In Beschlüssen von einzelnen Landeskirchenleitungen bzw. Weisungscharakter tragenden Rundschreiben an Kirchengemeinden wird die Möglichkeit der Inanspruchnahme kirchlicher Räumlichkeiten durch „Gruppen und Einzelpersonen“ offiziell bestätigt. Die Kirchenleitung der Evangelisch-Lutherischen Landeskirche in Thüringen räumt darüber hinaus „politischen Gruppen, die sich als unabhängige Gruppen verstehen“, das Recht ein, kirchliche Räumlichkeiten (außer Kirchen) zu mieten (Beschluß vom 9.Oktober 1989).

Die Mitwirkung von im kirchlichen Bereich tätigen Personen in „Sammlungsbewegungen“ und personellen Zusammenschlüssen wird von den Kirchenleitungen mit dem Argument der „Wahrnehmung staatsbürgerlicher Rechtsausübung“ gerechtfertigt.

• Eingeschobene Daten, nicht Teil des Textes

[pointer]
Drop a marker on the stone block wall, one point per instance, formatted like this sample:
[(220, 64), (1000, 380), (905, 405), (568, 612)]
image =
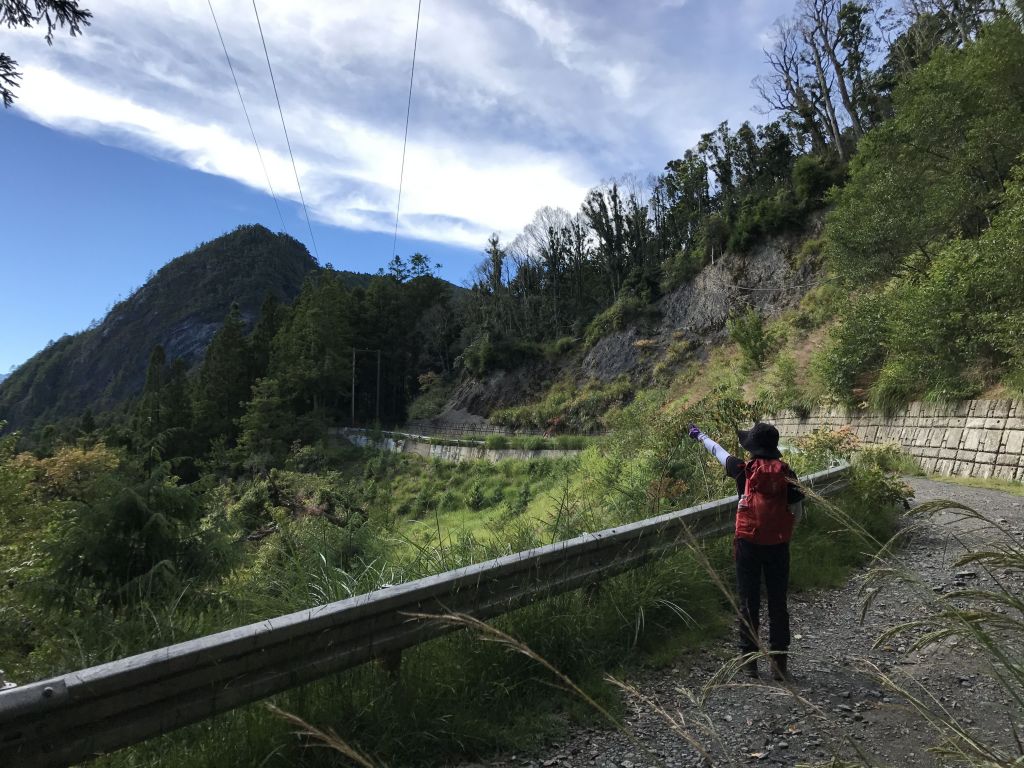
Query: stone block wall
[(974, 438)]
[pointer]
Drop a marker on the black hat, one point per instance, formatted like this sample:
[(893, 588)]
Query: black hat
[(761, 440)]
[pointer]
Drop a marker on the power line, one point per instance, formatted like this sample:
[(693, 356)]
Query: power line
[(250, 122), (285, 127), (404, 142)]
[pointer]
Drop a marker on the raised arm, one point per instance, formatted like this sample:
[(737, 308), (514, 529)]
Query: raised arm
[(713, 448)]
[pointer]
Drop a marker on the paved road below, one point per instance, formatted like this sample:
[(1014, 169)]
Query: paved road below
[(835, 707)]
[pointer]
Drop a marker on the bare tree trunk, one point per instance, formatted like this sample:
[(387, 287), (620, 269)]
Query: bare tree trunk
[(825, 105)]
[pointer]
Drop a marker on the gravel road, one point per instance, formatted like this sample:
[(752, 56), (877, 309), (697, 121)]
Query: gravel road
[(835, 708)]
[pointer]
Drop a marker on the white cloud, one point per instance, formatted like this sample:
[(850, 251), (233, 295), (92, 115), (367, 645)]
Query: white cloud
[(518, 103)]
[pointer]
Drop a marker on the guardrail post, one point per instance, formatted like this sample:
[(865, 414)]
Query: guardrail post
[(391, 662)]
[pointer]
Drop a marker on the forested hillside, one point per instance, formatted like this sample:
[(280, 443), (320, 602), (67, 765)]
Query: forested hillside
[(179, 308), (175, 476)]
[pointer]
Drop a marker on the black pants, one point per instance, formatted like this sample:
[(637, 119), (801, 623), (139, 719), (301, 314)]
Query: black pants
[(772, 561)]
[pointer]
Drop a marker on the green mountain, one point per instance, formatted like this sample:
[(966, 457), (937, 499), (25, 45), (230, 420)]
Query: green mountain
[(180, 307)]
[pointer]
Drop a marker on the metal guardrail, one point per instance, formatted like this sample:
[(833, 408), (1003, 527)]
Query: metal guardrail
[(83, 714)]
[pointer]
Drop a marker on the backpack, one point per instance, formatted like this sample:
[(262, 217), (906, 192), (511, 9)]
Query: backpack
[(763, 514)]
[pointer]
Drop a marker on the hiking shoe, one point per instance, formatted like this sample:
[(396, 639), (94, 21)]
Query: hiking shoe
[(779, 668), (751, 670)]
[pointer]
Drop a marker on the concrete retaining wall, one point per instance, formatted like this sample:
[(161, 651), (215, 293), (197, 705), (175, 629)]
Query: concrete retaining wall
[(452, 453), (974, 438)]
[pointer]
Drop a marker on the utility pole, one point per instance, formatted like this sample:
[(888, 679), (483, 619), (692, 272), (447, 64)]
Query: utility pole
[(378, 403)]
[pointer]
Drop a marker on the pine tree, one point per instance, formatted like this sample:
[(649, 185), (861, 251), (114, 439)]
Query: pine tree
[(224, 380)]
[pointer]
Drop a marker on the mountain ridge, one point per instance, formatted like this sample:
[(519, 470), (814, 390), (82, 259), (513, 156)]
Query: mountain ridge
[(180, 307)]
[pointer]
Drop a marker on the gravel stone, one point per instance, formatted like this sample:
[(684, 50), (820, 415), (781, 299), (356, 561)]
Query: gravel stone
[(836, 706)]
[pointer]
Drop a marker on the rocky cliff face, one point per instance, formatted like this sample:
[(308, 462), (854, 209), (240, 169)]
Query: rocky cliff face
[(766, 279)]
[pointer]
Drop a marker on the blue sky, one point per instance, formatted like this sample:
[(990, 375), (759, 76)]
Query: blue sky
[(128, 145)]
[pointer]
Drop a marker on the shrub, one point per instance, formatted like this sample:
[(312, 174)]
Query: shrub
[(756, 341), (497, 441), (434, 391), (853, 349), (476, 498), (813, 176), (627, 308)]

Zahlreiche kirchliche Amtsträger und Mitarbeiter in kirchlichen Einrichtungen, darunter solche, die bereits in zurückliegender Zeit mit Aktivitäten gegen die sozialistische Staats- und Gesellschaftsordnung in Erscheinung getreten sind, aber auch bisher noch nicht in das Blickfeld geratene Personen aus dem kirchlichen Bereich haben sich an die Spitze der oppositionellen Bewegungen gestellt, zählen zu deren Organisatoren und Mitbegründern.

Sie haben maßgeblichen Anteil an der Propagierung der Inhalte und Ziele der oppositionellen Bewegungen, insbesondere des „NEUEN FORUMS“, und an der Gewinnung von Mitgliedern und Sympathisanten, u.a. durch

-die Organisierung und Gestaltung vielfältiger Veranstaltungen in Kirchen, wie z.B. Friedens- und Informationsandachten, Fürbittgottesdienste, Montags- bzw. Nachtgebete, Mahnwachen, Diskussionsforen u.a. mit Teilnehmerzahlen bis zu 4.000 Personen (derartige Zusammenkünfte tragen ausschließlich den Charakter politischer Versammlungen),

-die Durchführung von Unterschriftensammlungen,

-die Bereitstellung kircheneigener Druck- und Vervielfältigungstechnik zur massenhaften Vervielfältigung von Materialien der „Opposition“,

-die Bereitstellung von kirchlichen Räumlichkeiten für die Einrichtung von Kontaktstellen, Durchführung von „Sprechstunden“ des „NEUEN FORUMS“.

Darüber hinaus treten kirchliche Amtsträger als Mitbegründer von sogenannten Bezirks-, Kreis- und Ortsgruppen bzw. als Kontaktadressen des „NEUEN FORUMS“ in Erscheinung.

Eine Anzahl von Kirchen, besonders in den Bereichen der Evangelischen Landeskirchen Sachsens, in Thüringen und Berlin-Brandenburg sowie in der Kirchenprovinz Sachsen entwickelten sich zu Sammelbecken feindlicher, oppositioneller Kräfte.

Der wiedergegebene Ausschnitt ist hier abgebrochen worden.